In PV, the main goal of treatment is to keep the hematocrit level below 45% to reduce the risk of thrombosis [Citation27]. Patients under 60 years of age with a low risk of thrombosis are often treated with phlebotomy alone. Cytoreductive therapy is indicated in cases of repeated phlebotomy or high risk of thrombosis. Hydroxyurea is the first choice because of its good tolerance and lower toxicity. Interferon alpha, Ruxolitinib and Busulfan are second-line agents, indicated in case of failure or intolerance to Hydroxyurea [Citation28].

The treatment of iron deficiency in PV is complex. Although suggested by some authors, iron supplementation is not recommended because it may increase red blood cell mass [Citation29]. According to recent studies, Ruxolitinib (JAK2 inhibitor) is able to maintain iron homeostasis and correct iron deficiency [Citation28]. Currently, hepcidin mimetics are in clinical trials and may induce erythropoiesis without causing iron deficiency [Citation30].
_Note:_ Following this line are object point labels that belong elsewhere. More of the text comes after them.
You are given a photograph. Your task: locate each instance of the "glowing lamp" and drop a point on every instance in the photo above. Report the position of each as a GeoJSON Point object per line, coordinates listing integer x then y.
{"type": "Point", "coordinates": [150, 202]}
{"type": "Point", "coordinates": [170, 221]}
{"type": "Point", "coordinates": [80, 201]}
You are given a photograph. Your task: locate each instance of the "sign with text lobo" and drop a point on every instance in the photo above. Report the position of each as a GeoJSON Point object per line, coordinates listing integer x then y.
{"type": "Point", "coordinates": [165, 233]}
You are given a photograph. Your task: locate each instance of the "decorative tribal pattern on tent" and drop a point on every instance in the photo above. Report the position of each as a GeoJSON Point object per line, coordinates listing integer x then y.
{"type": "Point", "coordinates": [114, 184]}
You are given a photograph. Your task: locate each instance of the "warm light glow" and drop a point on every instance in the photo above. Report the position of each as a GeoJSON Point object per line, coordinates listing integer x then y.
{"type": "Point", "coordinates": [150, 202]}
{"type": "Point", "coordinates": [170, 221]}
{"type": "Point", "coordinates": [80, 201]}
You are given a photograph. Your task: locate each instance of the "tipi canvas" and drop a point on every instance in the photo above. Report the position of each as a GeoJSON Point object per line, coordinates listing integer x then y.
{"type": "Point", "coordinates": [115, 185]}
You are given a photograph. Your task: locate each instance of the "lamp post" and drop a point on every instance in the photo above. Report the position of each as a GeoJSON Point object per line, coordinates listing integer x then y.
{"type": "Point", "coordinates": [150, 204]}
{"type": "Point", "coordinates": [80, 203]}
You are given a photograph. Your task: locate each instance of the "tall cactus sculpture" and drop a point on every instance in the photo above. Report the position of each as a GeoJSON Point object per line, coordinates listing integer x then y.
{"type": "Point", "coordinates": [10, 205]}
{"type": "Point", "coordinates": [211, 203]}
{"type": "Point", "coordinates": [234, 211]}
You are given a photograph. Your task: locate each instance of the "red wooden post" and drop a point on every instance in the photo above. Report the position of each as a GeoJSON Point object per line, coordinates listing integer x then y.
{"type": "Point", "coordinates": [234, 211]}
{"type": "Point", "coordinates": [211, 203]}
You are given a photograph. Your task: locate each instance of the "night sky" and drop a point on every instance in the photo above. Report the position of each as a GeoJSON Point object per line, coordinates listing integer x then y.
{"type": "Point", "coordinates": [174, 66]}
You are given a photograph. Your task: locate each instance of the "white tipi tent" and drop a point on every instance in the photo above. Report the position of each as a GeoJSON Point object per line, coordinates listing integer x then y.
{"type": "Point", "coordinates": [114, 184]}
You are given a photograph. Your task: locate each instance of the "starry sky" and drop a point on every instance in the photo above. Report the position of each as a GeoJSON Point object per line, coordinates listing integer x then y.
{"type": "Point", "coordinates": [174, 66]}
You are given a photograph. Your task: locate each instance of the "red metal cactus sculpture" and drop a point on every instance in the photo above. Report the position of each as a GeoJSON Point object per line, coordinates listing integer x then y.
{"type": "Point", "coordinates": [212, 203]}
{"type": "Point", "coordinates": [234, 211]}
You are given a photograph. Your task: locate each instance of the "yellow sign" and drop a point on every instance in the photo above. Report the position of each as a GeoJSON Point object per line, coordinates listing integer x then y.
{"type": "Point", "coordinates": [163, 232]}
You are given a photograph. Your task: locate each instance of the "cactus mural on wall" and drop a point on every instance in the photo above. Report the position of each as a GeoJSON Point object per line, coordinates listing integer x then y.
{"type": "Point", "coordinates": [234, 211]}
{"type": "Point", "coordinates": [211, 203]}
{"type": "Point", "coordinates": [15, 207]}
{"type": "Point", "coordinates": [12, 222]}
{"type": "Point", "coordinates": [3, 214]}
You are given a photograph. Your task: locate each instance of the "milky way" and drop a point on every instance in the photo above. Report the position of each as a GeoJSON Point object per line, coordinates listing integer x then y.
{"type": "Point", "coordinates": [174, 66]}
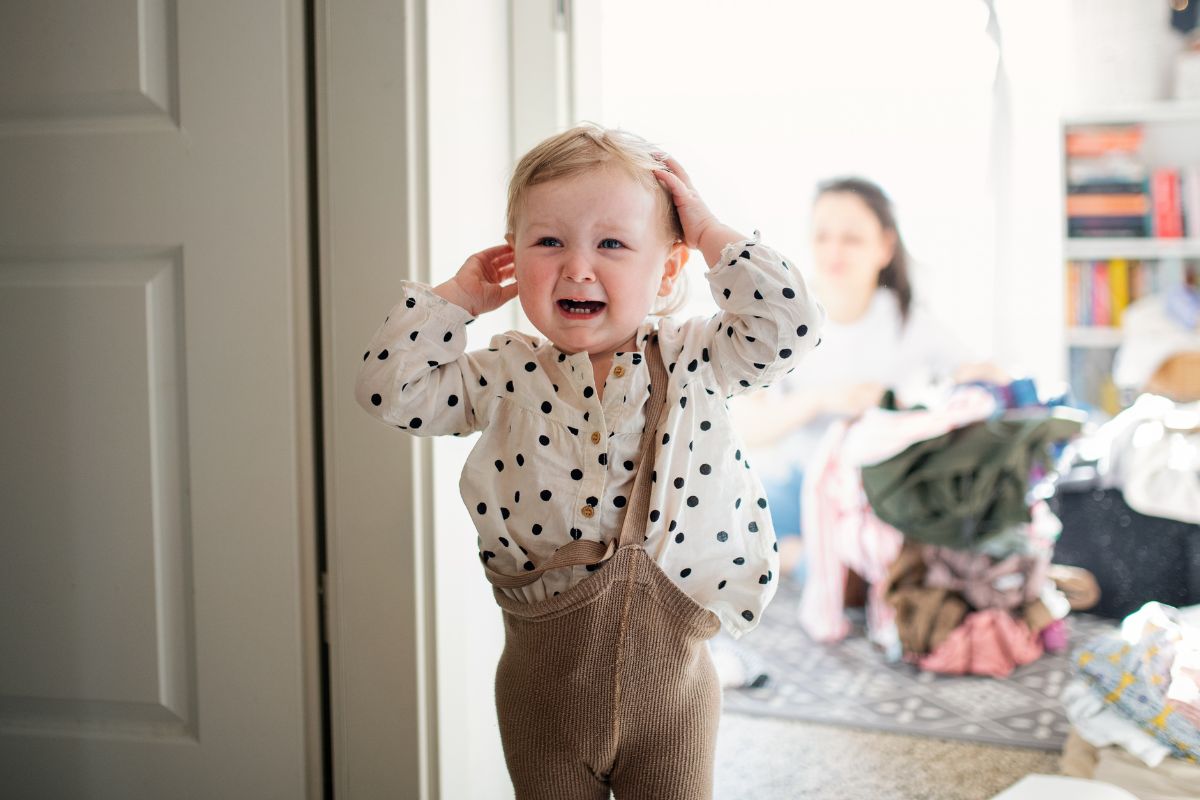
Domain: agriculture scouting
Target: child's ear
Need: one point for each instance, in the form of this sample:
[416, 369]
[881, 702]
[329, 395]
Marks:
[676, 260]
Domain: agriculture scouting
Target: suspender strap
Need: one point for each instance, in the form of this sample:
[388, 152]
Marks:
[633, 530]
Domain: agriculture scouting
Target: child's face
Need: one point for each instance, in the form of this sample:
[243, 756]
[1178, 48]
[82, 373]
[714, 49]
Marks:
[592, 254]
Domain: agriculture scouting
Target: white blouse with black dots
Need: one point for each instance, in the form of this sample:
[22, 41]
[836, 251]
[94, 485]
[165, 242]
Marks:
[555, 462]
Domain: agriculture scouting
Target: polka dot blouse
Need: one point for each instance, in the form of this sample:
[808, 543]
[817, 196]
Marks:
[556, 463]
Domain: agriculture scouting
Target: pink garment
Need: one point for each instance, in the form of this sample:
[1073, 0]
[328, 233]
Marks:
[840, 529]
[988, 643]
[1054, 637]
[984, 582]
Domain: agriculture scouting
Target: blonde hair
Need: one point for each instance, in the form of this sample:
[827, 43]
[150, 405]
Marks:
[592, 146]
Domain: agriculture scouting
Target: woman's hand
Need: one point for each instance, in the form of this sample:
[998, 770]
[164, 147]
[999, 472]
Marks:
[701, 229]
[479, 284]
[857, 398]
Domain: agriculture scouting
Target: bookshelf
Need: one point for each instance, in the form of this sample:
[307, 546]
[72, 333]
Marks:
[1132, 224]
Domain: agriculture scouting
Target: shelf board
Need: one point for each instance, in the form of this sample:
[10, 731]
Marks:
[1098, 248]
[1180, 110]
[1093, 336]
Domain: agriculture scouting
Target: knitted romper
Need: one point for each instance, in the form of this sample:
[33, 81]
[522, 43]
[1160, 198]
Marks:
[610, 685]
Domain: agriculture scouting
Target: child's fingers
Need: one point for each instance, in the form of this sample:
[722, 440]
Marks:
[493, 251]
[676, 186]
[499, 272]
[677, 169]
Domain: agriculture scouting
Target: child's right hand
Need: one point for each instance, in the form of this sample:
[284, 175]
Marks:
[478, 287]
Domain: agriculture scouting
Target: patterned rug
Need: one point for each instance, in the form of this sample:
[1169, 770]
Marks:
[850, 684]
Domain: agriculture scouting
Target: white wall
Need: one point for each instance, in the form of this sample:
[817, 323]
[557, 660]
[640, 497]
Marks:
[469, 164]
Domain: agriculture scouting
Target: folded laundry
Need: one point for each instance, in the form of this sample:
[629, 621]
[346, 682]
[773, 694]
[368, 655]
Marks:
[1101, 725]
[1147, 672]
[1175, 779]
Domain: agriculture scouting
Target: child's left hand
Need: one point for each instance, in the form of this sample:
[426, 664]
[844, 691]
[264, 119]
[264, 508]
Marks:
[701, 229]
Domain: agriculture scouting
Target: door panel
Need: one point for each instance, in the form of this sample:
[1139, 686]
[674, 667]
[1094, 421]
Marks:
[156, 488]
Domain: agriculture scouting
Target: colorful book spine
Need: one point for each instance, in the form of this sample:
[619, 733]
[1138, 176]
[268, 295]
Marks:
[1085, 294]
[1189, 191]
[1093, 227]
[1102, 311]
[1168, 214]
[1119, 289]
[1107, 205]
[1103, 139]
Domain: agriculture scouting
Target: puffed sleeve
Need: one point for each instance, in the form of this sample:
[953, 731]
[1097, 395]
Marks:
[415, 373]
[768, 317]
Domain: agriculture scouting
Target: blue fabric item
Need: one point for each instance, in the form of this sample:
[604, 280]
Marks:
[784, 501]
[1131, 671]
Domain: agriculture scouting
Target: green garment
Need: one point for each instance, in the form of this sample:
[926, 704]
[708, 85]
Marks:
[960, 488]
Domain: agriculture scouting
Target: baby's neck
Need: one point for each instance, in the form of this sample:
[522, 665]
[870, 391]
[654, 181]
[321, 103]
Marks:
[600, 367]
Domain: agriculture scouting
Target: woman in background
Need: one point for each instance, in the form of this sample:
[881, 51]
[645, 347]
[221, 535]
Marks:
[876, 338]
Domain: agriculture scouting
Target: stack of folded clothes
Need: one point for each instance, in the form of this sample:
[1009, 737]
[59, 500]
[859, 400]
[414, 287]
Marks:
[1134, 705]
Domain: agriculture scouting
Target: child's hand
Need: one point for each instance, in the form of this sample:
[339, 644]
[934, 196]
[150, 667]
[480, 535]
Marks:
[478, 287]
[701, 229]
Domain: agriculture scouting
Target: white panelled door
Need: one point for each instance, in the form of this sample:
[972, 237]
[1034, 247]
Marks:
[156, 516]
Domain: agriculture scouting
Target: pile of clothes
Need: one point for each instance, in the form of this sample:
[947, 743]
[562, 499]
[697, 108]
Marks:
[1134, 704]
[934, 507]
[1129, 503]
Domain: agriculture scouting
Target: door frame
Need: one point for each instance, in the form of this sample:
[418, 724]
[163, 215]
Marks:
[372, 198]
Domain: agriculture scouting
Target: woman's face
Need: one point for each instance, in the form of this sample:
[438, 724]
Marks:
[850, 247]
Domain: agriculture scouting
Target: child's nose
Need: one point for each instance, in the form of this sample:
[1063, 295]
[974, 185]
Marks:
[579, 269]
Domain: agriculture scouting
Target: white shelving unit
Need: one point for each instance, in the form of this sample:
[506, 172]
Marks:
[1171, 138]
[1079, 250]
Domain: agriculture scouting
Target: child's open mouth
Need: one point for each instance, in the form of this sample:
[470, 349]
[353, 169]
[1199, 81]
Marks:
[581, 307]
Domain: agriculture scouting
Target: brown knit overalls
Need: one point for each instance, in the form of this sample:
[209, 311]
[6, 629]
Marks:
[610, 685]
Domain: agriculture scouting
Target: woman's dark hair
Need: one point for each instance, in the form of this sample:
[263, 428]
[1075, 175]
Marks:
[895, 275]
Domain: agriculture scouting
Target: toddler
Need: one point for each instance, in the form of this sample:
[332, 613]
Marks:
[618, 519]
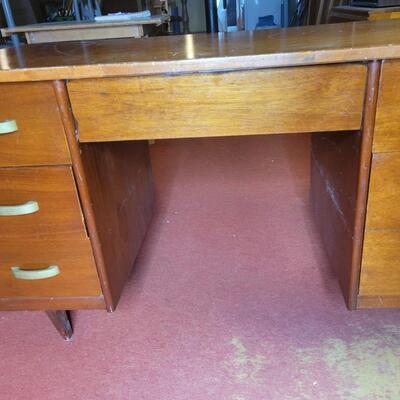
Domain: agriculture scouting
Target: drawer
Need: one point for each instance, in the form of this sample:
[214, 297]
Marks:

Study strengths and limitations

The study has several limitations. The number of patients is small. Only four patients had serum ferritin after treatment. This is not appropriate to conclude the evolution. Larger studies are needed to strengthen the specificity of iron deficiency in PV. It would be interesting to evaluate the signs of polycythemia associated with iron deficiency.

However, the current study showed that the prevalence and the risk of iron deficiency were high in PV. Iron deficiency was less sensitive but the specificity was 100%. To our knowledge, this is the first study to determine the prevalence of iron deficiency in polycythemia and to evaluate the diagnostic performance. Our approach emphasizes the routine performance of serum ferritin and CST in the initial evaluation of polycythemia. The mechanisms of iron deficiency are complex and multifactorial. Iron deficiency may mask the diagnosis of polycythemia due to microcytosis and anemia. Iron supplementation is not recommended.

Conclusion

The paradoxical association between polycythemia and iron deficiency represents a diagnostic and therapeutic impact. Iron deficiency is rather specific to PV and may mask the diagnosis of polycythemia. Assessment of iron deficiency should be part of the initial evaluation of polycythemia.

Ethics approval

This study respected the Helsinki principles for research and the ethical guidelines of our institution.

Author contributions

RMF Randrianarisoa: conceptualisation, methodology, data collection, original drafting, writing-reviewing and editing. H Ramanandafy: visualisation. A Mania: conceptualisation, methodology, writing-reviewing and editing. H Monjanel, S Trouillier: visualisation, validation.

Acknowledgements

Thanks to all the staff of the Internal Medicine Department of the Henri Mondor Aurillac Hospital. Thanks to P. Vernet, F. Mondillon, M. Barrière and M. Turot for their support.

Disclosure statement

No potential conflict of interest was reported by the author(s).

Data availability statement

All data used in the study can be requested from the corresponding author.

Additional information

Funding

The authors declare that they do not receive funding from any specific organization.